La démarche de classement et l’implication de cette synagogue dans la vie associative d’un quartier difficile où les Juifs ne vivent plus peuvent susciter certaines interrogations sur l’avenir d’une communauté juive. On peut se demander si cette expérience n’est pas la preuve que la vie juive à Bruxelles se maintient, ou si au contraire, elle se transforme doucement mais sûrement en un parcours touristique ou muséal sur le thème de la diversité culturelle et religieuse, symptôme d’une disparition lente. « Je n’ignore pas que d’une certaine manière, nous luttons contre des moulins à vent », reconnaît Daniel Rabinovisj. « Toutefois, il nous semble que cela vaut la peine de mener ce combat. Ne serait-ce que par rapport au devoir de mémoire envers nos parents et nos grands-parents emportés par la Shoah qui ont vécu dans ce quartier et qui ont fréquenté en masse cette synagogue. C’est donc un devoir pour nous tous de rappeler leur souvenir, notamment en préservant cette synagogue qui était un jour leur synagogue, et qui est aujourd’hui celle de leurs descendants ».

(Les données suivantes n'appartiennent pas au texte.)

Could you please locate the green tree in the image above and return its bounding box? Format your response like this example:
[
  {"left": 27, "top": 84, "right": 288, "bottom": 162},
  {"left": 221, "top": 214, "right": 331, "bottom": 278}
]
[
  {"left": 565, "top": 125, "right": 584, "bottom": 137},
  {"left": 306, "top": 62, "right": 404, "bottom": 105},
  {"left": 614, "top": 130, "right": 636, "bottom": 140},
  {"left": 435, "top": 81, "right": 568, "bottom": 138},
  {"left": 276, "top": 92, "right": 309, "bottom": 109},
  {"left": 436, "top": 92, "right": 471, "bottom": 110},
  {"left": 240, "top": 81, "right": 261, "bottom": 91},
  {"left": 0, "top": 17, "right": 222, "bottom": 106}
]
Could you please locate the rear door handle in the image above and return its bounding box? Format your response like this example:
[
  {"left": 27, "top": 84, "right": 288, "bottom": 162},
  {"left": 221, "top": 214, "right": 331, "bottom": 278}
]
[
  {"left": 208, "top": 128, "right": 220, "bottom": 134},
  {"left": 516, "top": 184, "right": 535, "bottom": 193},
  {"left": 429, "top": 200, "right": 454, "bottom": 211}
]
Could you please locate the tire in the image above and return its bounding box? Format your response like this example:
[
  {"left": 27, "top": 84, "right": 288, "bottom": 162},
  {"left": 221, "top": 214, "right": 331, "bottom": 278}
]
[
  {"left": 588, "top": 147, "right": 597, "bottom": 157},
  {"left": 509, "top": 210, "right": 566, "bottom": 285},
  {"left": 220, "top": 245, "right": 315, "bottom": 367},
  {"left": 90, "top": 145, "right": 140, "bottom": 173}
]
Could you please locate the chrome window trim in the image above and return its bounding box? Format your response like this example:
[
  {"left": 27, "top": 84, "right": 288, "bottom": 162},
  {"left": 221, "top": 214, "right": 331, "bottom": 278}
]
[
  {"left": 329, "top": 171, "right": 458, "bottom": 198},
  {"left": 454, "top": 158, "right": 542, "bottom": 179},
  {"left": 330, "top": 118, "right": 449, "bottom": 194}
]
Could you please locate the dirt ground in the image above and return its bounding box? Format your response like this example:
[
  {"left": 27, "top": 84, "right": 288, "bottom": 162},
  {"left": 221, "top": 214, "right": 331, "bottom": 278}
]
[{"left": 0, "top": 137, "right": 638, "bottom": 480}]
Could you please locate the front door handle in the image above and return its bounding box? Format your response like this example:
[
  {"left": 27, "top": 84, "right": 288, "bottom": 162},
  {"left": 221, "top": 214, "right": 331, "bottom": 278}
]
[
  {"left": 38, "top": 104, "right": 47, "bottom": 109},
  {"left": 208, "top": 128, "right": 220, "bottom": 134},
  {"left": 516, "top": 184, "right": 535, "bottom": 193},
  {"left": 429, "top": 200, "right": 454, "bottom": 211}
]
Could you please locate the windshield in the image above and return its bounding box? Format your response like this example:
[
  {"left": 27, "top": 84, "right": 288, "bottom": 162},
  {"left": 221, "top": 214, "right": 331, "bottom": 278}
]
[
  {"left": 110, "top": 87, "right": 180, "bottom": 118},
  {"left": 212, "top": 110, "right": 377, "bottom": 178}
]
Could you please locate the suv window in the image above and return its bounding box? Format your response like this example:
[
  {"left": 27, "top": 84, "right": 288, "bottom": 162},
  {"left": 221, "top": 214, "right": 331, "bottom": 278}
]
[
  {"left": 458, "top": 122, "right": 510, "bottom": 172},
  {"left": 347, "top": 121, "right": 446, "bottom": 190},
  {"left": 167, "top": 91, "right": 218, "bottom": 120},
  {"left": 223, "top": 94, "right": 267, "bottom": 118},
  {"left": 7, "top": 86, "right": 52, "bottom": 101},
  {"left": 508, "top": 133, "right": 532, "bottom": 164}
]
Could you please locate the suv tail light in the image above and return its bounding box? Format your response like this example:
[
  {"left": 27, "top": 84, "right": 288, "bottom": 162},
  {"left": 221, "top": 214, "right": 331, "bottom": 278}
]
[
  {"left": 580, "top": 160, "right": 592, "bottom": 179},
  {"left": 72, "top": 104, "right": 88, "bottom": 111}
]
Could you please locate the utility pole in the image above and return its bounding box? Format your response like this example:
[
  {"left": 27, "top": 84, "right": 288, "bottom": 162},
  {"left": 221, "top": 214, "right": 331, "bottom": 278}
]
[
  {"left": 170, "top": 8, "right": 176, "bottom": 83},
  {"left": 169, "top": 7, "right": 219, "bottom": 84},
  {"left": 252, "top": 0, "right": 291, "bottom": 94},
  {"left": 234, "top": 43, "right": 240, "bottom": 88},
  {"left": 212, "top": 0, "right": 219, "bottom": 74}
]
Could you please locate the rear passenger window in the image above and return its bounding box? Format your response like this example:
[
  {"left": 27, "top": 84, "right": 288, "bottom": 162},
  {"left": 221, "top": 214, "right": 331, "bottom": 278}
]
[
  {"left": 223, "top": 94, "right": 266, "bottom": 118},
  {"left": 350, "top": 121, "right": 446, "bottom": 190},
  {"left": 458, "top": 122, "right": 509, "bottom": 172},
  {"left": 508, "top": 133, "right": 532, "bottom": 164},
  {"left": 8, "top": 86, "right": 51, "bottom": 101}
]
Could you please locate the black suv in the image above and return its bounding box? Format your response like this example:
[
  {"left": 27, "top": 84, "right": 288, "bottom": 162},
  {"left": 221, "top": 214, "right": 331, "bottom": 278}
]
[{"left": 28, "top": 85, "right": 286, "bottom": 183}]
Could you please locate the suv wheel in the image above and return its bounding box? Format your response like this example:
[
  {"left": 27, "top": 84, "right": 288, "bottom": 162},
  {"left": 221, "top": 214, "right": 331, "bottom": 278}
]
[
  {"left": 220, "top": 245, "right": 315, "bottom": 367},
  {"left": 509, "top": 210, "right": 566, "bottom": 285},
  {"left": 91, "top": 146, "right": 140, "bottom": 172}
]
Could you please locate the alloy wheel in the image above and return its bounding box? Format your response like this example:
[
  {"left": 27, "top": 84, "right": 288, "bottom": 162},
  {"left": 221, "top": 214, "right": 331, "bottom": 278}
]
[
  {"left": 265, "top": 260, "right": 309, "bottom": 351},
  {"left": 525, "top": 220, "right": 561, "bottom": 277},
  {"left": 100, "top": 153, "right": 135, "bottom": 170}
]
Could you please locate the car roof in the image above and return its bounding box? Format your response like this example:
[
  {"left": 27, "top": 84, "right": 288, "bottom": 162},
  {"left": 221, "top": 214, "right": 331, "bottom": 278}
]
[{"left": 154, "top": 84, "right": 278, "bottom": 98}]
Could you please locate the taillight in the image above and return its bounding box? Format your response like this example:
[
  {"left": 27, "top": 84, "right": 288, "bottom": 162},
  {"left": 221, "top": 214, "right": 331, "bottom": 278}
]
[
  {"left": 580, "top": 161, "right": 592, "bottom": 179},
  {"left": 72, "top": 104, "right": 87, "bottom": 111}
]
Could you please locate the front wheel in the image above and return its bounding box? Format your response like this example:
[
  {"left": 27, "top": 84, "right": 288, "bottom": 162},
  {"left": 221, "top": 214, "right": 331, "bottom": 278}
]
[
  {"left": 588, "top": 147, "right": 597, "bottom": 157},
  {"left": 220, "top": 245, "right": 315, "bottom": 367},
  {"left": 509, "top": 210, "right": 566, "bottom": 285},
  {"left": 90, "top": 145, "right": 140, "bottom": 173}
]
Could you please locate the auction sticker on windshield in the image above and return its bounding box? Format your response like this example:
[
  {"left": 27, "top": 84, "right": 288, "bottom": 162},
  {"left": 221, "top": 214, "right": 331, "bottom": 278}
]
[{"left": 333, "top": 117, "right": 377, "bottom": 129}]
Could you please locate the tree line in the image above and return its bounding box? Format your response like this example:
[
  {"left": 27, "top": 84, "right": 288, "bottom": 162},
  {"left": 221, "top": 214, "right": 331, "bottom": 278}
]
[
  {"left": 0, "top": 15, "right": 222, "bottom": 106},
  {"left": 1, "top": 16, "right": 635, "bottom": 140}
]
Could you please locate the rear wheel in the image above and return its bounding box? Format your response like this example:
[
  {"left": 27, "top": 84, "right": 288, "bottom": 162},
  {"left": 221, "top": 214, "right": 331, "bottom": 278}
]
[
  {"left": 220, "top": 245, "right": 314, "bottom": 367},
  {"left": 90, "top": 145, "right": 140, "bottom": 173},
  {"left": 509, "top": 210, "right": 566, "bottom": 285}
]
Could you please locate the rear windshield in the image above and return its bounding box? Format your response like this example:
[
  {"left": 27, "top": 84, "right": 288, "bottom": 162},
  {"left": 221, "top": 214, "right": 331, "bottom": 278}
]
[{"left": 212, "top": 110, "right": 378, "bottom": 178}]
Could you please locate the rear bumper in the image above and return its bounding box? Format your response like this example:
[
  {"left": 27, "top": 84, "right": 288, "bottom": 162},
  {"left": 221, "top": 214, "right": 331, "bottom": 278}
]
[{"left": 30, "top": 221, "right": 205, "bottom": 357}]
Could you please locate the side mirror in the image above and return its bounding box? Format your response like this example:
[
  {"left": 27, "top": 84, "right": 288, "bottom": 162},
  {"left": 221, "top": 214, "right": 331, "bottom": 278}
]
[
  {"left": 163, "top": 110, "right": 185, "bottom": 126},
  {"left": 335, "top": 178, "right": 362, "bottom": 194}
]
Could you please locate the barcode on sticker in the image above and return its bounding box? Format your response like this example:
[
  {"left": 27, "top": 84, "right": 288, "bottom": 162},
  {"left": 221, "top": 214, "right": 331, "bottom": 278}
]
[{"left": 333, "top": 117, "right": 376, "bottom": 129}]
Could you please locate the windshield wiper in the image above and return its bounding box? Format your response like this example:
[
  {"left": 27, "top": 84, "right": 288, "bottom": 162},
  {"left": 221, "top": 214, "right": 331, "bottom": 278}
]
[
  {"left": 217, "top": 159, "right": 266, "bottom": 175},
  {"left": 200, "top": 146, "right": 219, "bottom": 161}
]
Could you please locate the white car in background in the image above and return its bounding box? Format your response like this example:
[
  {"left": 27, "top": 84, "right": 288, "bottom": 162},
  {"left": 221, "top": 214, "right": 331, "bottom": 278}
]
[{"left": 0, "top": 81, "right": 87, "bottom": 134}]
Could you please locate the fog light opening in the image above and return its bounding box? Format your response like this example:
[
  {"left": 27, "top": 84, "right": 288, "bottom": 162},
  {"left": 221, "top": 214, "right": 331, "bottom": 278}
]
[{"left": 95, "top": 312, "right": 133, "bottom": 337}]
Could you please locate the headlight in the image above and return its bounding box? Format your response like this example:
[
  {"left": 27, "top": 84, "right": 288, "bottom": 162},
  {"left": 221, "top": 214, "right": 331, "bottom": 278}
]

Cette démarche est à la fois pleine d’espoir et douloureuse. L’espoir, c’est le refus de cette petite communauté juive orthodoxe, dont la plupart des membres ne sont pas des Juifs pratiquants, de ne pas se résigner au pessimisme ni à la tentation de baisser les bras. Beaucoup de choses ont certes changé mais l’Histoire tourne et le pire n’est jamais sûr. Si tous ceux qui ont fréquenté assidument ou même occasionnellement cette synagogue ont disparu, des membres, certes peu nombreux, sont encore présents aujourd’hui, plus dynamiques et enthousiastes que jamais. Plus qu’un symbole, ils veulent en faire un lieu de vie et une raison d’espérer. Douloureuse, car en cherchant à se renouveler pour ne pas disparaître, ils savent aussi qu’ils ne pourront pas revivre les heures fastes que cette synagogue a connues. Et surtout, ils n’ignorent pas non plus les perspectives pessimistes qui attendent les Juifs de Belgique et d’Europe au XXIe siècle.